Then, the coincidence degree between the video frame set corresponding to the target matching result with the largest weighted average value and the video frame set corresponding to each matching result in the other matching result subsets is calculated to obtain a second coincidence degree set, for example, the second coincidence degree set is finally obtained

If the value of (3) is the maximum value, the probability that S1 is one of the main expression contents of the target video is considered to be the maximum value, and the second overlap ratio set can be obtained by the overlap ratio between the video frame set corresponding to S1 and the video frame sets of other objects. The above-mentioned method for calculating the contact ratio has been described in detail, and is not described herein in detail.

Finally, after the second coincidence degree set is obtained, the coincidence degree with the minimum coincidence degree value in the second target coincidence degrees can be selected as the second target coincidence degree, a second keyword set corresponding to the second target coincidence degree is determined, and then the video title of the target video can be generated according to the second keyword set.

In one embodiment, if H_gAnd N_g,A_g,O_g,S_gThe set matching has no result, that is, the result object analyzed by the target video has no intersection with the hot word in the previous period, and the video title generation device can generate the video title of the target video in the following manner:

In this embodiment, if each keyword in the keyword set is not successfully matched with the first set, the second set, the third set, and the fourth set, it is determined that a video frame set corresponding to the first set, a video frame set corresponding to the second set, a video frame set corresponding to the third set, and a video frame set corresponding to the fourth set in the target video are present, the video frames in the target video may be traversed, a video frame set corresponding to the first set in the target video may be found, a video frame set corresponding to the second set in the target video, a video frame set corresponding to the third set in the target video, a video frame set corresponding to the fourth set in the target video, a coincidence degree between any two video frame sets in each video frame set may be calculated, a third coincidence degree set may be obtained, the calculation manner of the coincidence degree has been described in detail, and will not be described herein in detail.

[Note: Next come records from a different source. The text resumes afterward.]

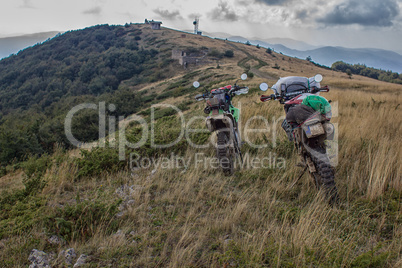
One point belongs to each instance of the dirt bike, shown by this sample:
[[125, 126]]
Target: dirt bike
[[310, 135], [223, 119]]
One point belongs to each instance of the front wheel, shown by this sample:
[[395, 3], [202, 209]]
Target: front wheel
[[224, 152]]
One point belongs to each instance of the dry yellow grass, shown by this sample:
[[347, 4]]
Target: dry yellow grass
[[199, 218]]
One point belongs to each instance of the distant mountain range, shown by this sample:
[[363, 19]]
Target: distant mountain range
[[11, 45], [377, 58], [324, 55]]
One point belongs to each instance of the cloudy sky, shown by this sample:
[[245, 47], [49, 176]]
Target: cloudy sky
[[349, 23]]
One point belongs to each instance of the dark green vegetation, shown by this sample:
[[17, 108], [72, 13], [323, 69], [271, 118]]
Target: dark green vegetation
[[360, 69], [42, 83], [122, 215]]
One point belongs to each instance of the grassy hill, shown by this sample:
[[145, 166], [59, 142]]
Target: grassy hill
[[175, 212]]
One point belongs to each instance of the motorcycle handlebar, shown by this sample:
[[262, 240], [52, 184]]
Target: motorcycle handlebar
[[265, 98]]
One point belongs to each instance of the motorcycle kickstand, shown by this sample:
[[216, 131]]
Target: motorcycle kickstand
[[301, 175]]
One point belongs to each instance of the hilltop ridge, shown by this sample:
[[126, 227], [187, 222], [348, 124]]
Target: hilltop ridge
[[168, 206]]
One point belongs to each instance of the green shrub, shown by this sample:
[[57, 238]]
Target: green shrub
[[82, 220], [98, 161]]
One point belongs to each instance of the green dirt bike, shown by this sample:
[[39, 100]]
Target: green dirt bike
[[309, 136], [223, 119]]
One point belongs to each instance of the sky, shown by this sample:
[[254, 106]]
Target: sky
[[348, 23]]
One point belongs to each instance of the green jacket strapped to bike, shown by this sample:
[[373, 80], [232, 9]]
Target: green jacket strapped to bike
[[318, 103]]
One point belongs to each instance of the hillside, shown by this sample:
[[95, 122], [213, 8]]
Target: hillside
[[11, 45], [159, 207]]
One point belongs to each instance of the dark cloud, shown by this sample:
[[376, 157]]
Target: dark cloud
[[194, 15], [166, 14], [367, 13], [273, 2], [27, 4], [223, 12], [93, 11]]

And then determining a third keyword set corresponding to a third target coincidence degree with the minimum coincidence degree value in the third coincidence degree set, and generating a video title of the target video according to the third keyword set.

In one embodiment, after determining the first keyword set corresponding to the first target contact ratio, the video title generating apparatus further performs the following operations:

In this embodiment, after the video title generation apparatus determines the first keyword set corresponding to the first target contact ratio, the video frame set corresponding to the keywords in the first keyword set may be used as a reference, and the coincidence degree between the video frame set corresponding to the first keyword set and other videos except the video frame corresponding to the first keyword set in the video frame set corresponding to the matching result set is calculated to obtain a fourth coincidence degree set (the coincidence degree calculation has been described above, and details are not repeated here), and then the fourth keyword set corresponding to a fourth target coincidence degree with the smallest coincidence degree value in the fourth coincidence degree set is determined, and generates a video title of the target video according to the fourth keyword set and the first keyword set, therefore, more relevant words of the target video can be obtained, and a title which is more fit to the video content is generated.

In summary, in the embodiment provided by the application, by crawling the keyword set of the hot content in the previous period, determining that the matching between the keywords in the keyword set and each object in the video of the title to be generated is recorded, and determining the video frame set corresponding to the matching result, the contact ratio between each video set can be calculated, the keywords associated with the keywords in the keyword set are determined according to the contact ratio, and then the video title of the video is generated according to the keywords. Therefore, the video titles closely combined with the current affair hotspots can be generated for the videos in batches, readability and interestingness of the video titles are improved, workload of operators can be reduced, video production and online exposure speed are improved, and accordingly video spreading performance is improved.

The embodiments of the present application are described above with respect to a method of generating a video title, and the embodiments of the present application are described below with respect to a video title generation apparatus:

referring to fig. 2, fig. 2 is a schematic diagram of an embodiment of a video title generation apparatus according to an embodiment of the present application, where the video title generation apparatus 200 includes:

a first determining unit 201, configured to determine a content feature corresponding to a target video;

an obtaining unit 202, configured to obtain a keyword set of hot spot content in a previous period;

a matching unit 203, configured to match each keyword in the keyword set with a content feature corresponding to the target video, respectively, so as to obtain a matching result set;

a second determining unit 204, configured to determine a video title of the target video according to the matching result set.

In one possible design, the second determining unit 204 is specifically configured to:

In one possible design, the determining, by the second determining unit 204, a set of video frames in the target video corresponding to the set of matching results includes:

In one possible design, the second determining unit 204 is further configured to:

In one possible design, the second determining unit 204 calculates a degree of overlap between any two sets of video frames of the matching results in the set of matching results, and obtaining a first degree of overlap set includes:

The embodiment of the application also provides a computing device which can be a server. Referring to fig. 3, fig. 3 is a schematic structural diagram of a server 300 according to an embodiment of the present invention, which may have a relatively large difference due to different configurations or performances, and may include one or more Central Processing Units (CPUs) 322 (e.g., one or more processors) and a memory 332, and one or more storage media 330 (e.g., one or more mass storage devices) storing an application 342 or data 344. Memory 332 and storage media 330 may be, among other things, transient storage or persistent storage. The program stored on the storage medium 330 may include one or more modules (not shown), each of which may include a series of instruction operations for the server. Still further, the central processor 322 may be configured to communicate with the storage medium 330 to execute a series of instruction operations in the storage medium 330 on the server 300.

The server 300 may also include one or more power supplies 326, one or more wired or wireless network interfaces 350, one or more input-output interfaces 358, and/or one or more operating systems 341, such as Windows Server, Mac OS XTM, UnixTM, LinuxTM, FreeBSDTM, and the like.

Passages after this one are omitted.